Messner, por intermédio da Legação de Portugal em Budapeste, capital da Hungria
(o Brasil era então representado naquele país por Portugal), fez um pedido de
renovação de seu passaporte brasileiro, atitude esta que não foi nem um pouco
do agrado das nossas autoridades diplomáticas.
Em
março de 1944, os nazistasocuparam a Hungria e tiveram acesso a documentos e
informações sobre a atuação dos agentes espiões húngaros em contato com a rede
de espionagem do OSS. No mesmo ano, após a descoberta das ligações do OSS com o
trio, Messner e seus colaboradores foram presos pela Gestapo, a polícia
política de Hitler. O espião austríaco, que teve seus bens arrestados, ficou
encarcerado no Hotel Metropol, quartel-general da Gestapo em Viena, juntamente
com Bárbara Issikides e Heinrich Maier.
Messner
foi levado a julgamento ainda em 1944.Seus defensores alegaram sua condição de
brasileiro naturalizado e propuseram que fosse trocado por prisioneiros alemães
em poder do governo brasileiro. Entretanto, devido ao estado de guerra do
Brasil com a Alemanha, este contato com as autoridades brasileiras era difícil.

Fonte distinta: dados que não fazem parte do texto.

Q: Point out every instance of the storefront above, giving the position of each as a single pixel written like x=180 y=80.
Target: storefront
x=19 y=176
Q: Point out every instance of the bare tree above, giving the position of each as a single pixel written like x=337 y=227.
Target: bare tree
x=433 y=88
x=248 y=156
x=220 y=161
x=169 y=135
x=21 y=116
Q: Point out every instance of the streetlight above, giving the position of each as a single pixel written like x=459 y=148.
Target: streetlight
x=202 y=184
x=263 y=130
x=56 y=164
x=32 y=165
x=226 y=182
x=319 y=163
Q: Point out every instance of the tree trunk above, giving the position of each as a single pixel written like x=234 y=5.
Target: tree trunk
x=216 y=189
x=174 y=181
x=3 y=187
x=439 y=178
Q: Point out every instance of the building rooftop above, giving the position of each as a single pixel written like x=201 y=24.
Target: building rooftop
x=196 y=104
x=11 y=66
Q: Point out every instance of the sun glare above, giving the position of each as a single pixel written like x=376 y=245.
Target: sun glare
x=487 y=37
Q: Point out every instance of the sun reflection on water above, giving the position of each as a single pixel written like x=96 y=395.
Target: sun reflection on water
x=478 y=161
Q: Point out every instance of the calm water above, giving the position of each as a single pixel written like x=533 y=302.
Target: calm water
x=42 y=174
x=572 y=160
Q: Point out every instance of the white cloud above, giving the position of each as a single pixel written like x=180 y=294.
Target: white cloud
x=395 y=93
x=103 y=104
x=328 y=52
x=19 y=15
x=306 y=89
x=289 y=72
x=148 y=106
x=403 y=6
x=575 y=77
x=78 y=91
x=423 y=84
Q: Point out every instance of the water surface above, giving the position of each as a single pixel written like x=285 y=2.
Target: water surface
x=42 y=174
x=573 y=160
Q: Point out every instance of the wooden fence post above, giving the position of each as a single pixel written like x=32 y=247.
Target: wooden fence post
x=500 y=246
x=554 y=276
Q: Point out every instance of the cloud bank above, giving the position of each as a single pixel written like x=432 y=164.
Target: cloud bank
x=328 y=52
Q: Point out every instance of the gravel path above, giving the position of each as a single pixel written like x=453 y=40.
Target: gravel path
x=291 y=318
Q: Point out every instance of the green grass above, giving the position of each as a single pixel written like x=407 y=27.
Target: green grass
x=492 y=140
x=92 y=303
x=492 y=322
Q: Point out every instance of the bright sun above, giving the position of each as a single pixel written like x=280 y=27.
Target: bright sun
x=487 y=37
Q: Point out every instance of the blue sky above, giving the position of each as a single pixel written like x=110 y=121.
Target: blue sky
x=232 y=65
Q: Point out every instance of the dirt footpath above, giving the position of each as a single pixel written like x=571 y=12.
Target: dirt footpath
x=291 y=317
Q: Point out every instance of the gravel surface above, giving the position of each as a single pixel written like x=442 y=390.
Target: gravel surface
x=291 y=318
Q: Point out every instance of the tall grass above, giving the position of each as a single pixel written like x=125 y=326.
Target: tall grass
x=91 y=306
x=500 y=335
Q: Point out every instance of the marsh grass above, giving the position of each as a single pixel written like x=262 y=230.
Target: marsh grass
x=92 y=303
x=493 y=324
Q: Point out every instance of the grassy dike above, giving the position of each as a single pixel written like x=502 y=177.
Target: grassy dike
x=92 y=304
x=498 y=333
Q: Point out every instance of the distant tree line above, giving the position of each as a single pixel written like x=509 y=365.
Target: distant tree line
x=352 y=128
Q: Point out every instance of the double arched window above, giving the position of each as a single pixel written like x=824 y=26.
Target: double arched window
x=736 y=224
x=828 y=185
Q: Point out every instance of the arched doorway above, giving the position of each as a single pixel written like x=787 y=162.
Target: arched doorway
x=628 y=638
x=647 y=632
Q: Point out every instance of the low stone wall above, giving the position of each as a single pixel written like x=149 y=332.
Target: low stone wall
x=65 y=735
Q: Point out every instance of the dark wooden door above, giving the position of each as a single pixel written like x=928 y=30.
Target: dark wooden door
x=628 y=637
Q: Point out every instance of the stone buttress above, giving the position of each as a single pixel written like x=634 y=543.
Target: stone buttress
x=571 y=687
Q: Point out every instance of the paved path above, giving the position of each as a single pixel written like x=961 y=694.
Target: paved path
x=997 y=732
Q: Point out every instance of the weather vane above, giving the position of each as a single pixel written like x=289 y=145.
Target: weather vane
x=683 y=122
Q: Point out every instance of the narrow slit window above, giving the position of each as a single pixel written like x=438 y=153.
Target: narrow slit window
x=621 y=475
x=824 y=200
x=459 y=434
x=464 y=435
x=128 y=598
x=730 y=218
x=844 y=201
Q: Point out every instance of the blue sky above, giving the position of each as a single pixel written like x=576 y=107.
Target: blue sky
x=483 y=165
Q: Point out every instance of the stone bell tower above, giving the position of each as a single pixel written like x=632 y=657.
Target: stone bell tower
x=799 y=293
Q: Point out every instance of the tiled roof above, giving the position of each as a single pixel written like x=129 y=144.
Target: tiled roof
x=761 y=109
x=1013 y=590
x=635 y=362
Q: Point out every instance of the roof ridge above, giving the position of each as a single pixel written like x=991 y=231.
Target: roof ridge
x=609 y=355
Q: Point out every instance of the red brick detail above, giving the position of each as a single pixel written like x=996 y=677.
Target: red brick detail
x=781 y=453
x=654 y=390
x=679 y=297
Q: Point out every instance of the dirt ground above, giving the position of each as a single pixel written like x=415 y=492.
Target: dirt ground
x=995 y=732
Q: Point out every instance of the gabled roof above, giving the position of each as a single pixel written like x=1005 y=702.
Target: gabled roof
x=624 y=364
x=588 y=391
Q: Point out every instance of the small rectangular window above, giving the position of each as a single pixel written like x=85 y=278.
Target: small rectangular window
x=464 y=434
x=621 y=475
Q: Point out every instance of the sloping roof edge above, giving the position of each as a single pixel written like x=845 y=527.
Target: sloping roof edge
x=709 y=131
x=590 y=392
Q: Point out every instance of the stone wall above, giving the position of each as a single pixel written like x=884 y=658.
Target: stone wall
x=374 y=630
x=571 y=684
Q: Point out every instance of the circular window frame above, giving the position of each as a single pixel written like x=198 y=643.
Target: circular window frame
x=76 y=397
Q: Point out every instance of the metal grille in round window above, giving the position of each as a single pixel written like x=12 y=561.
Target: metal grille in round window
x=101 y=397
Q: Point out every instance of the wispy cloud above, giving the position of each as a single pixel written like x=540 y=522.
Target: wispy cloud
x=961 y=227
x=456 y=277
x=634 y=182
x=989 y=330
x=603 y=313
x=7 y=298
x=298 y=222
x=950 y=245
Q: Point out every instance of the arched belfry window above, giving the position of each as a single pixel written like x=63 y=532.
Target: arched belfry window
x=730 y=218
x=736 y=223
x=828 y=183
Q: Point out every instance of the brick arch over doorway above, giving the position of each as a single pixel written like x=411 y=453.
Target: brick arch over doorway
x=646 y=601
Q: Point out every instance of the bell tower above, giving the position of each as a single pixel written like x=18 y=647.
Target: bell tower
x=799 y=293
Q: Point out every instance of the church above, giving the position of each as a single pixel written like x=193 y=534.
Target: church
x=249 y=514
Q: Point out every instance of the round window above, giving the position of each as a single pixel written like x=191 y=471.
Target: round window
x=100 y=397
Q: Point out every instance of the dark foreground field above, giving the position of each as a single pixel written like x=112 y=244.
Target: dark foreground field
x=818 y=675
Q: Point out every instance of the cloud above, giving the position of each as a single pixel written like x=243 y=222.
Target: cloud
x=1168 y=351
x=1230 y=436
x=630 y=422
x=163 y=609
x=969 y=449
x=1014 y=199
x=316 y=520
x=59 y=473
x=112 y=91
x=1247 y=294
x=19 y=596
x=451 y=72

Outro recurso da defesa foi estabelecer contato com o núncio apostólico em
Berna e com a Embaixada Suíça em Berlim, em busca do apoio do Vaticano. A
estratégia não deu certo. Os advogados conseguiram apenas adiar o término do
julgamento. No outono de 1944, Messner acabou sendo considerado culpado de
espionagem e traição. Condenado à morte, foi enviado ao campo de concentração
de Mauthausen. Seu companheiro Maier também foi condenado por alta traição, e
em março de 1945 seria decapitado em Mauthausen. Só Bárbara Issikides, embora
doente e debilitada devido aos maus-tratos durante o período de detenção,
conseguiu sobreviver à guerra.
Quanto
a Francisco José Messner– o rico industrial da borracha, negociante de café,
ex-diplomata, cidadão brasileiro –, ele foi executado
no dia 23 de abril de 1945, numa câmara de gás. Seu corpo foi
incinerado. Por uma ironia do destino, faltavam apenas onze dias para que o
campo de Mauthausen fosse libertado pelo exército russo. Aqui no Brasil, o
Ministério da Justiça, sem mais notícias dele, se via às voltas com um processo
destinado a ratificar ou não sua naturalização. Na letra fria da burocracia,
pesava contra Messner o fato de que estava fora do país havia mais de dois
anos! Finalmente, em 1949, foi dada a solução clássica para seu processo:
“Arquive-se”. Deu-se assim por encerrada a investigação contra Francisco José
Messner, que de todo modo continua a ser, póstuma e oficialmente, um brasileiro
naturalizado.
Em fevereiro de 1949, vindo da Itália, atracou no
píer da Praça Mauá, no Rio de Janeiro, o navio Brasil, trazendo como ocupante
de uma cabine da 1º classe a senhora Franciska Messner. Ela informou às
autoridades brasileiras que “viajava a negócios”, possivelmente para reaver os
bens de Messner deixados aqui. Franciska teria morrido em 1983. Para servir de
epílogo, pode-se ler no livro de batismos da paróquia de Brixlegg, na Áustria,
uma nota manuscrita no registro de nascimento de Franz Josef Messner, em 1896:
“Wurde am 23.IV.1945 im Konzentrationslager Mauthausen ‘vergast’” (Morto em 23
de abril de 1945, no campo de concentração de Mauthausen – ‘gaseado’”). Sua
memória e a de seus companheiros de infortúnio têm sido reveladas aos poucos,
enquanto que sua atuação heroica no tempo da Segunda Guerra é hoje lembrada em
locais públicos na cidade de Viena.
Carlos Augusto Silva Ditadi é historiador e atua no Arquivo Nacional,
na preservação de documentos em formato digital.